Hayden Thomas, who recently graduated from WCU with a bachelor’s degree in computer science, and Christopher Ward, a senior who is majoring in computer science and environmental science, created the computer science poster and presented it at the summit.
Ward said the project represented a joint effort of the environmental science and computer science programs.
“I collaborated with Laura DeWald, the environmental science capstone professor, and Mark Holliday, the computer science capstone professor, to combine both disciplines, and we incorporated the metrics to improve the sustainability of the campus transit system into a tracking application for commuter students,” said Ward.
Thomas said it was very exciting to win the poster competition.
“We worked very hard throughout the year on the project, so I was very proud to be a part of it.
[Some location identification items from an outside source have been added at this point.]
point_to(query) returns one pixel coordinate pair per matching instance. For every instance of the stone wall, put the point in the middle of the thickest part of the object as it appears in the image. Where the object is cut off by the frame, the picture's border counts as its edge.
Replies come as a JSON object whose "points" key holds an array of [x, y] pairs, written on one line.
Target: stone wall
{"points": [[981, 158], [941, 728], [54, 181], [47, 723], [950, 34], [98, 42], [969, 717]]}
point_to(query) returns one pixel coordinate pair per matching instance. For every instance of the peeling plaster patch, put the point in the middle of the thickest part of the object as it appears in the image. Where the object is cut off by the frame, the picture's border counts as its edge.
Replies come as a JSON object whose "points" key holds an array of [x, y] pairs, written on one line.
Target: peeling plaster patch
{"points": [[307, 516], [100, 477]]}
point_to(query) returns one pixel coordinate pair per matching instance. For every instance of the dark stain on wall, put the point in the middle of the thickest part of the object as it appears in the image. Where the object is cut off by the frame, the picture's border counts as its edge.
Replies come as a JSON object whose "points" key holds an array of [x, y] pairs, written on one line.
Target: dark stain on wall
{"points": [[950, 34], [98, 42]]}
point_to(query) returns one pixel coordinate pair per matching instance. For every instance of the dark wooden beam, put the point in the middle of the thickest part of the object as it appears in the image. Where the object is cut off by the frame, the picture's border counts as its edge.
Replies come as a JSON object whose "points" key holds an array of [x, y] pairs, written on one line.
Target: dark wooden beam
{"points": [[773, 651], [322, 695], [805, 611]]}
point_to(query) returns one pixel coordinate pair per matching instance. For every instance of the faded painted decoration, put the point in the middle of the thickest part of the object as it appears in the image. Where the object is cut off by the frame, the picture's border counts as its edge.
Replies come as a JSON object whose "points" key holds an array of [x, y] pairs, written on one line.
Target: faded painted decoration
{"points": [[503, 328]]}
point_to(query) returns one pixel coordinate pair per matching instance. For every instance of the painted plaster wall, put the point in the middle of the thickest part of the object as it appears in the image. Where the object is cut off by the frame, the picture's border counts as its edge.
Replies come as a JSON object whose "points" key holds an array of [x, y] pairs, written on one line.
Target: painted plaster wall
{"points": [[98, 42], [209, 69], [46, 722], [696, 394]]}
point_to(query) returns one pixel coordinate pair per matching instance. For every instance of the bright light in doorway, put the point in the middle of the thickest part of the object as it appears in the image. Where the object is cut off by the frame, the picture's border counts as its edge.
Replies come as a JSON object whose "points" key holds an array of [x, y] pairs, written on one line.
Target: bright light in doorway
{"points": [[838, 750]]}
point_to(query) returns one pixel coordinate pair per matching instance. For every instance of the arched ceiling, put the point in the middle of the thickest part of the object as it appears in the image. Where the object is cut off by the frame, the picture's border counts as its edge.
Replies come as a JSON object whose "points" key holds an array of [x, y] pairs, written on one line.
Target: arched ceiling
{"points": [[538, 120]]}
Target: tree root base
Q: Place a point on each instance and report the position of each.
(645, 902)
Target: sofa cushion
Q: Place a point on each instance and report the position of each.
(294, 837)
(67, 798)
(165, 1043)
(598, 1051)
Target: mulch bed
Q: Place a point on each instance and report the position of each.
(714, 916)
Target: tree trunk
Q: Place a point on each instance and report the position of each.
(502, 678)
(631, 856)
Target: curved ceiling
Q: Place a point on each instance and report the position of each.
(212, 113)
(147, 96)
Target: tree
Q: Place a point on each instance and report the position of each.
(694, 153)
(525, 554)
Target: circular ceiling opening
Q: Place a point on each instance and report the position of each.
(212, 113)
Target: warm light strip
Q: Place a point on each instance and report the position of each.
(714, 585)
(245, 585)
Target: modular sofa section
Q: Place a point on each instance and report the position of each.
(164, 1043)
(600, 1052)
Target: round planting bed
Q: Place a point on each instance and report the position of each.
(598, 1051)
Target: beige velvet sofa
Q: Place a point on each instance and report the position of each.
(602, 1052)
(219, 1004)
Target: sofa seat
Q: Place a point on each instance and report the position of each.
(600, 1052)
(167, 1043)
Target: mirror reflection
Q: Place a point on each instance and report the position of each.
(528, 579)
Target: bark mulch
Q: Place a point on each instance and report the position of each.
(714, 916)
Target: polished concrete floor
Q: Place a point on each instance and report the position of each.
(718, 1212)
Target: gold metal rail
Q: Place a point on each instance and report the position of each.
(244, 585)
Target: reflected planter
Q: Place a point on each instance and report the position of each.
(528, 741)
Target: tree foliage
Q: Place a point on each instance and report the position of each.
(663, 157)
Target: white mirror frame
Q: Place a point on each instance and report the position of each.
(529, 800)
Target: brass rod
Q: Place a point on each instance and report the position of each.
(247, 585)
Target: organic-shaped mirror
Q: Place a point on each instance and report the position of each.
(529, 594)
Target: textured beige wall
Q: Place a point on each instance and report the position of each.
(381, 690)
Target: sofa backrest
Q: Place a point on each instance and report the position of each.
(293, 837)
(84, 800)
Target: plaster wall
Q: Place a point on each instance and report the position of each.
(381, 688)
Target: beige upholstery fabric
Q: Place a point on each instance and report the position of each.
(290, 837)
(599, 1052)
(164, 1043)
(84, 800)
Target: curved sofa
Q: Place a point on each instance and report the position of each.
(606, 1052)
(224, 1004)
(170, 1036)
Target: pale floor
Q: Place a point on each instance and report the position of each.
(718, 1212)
I also graduated in the spring, so I was happy to represent WCU one more time.”
Ward described the feeling of winning as phenomenal.
“The fact that I helped with the other grand prize-winning research project is just icing on the cake,” he said. “I believe this is a true example of how two departments within the university can collaborate on projects which can have lasting results.”
Ward also participated in a summit panel presentation with students from five North Carolina universities who presented the work of the summit’s working groups.
“WCU represented the transportation working group, due to our research of commuter transportation sustainability during the environmental science capstone course,” he said. “During the panel, I had to give a five minute presentation about the research we had conducted and then answer questions from the audience.”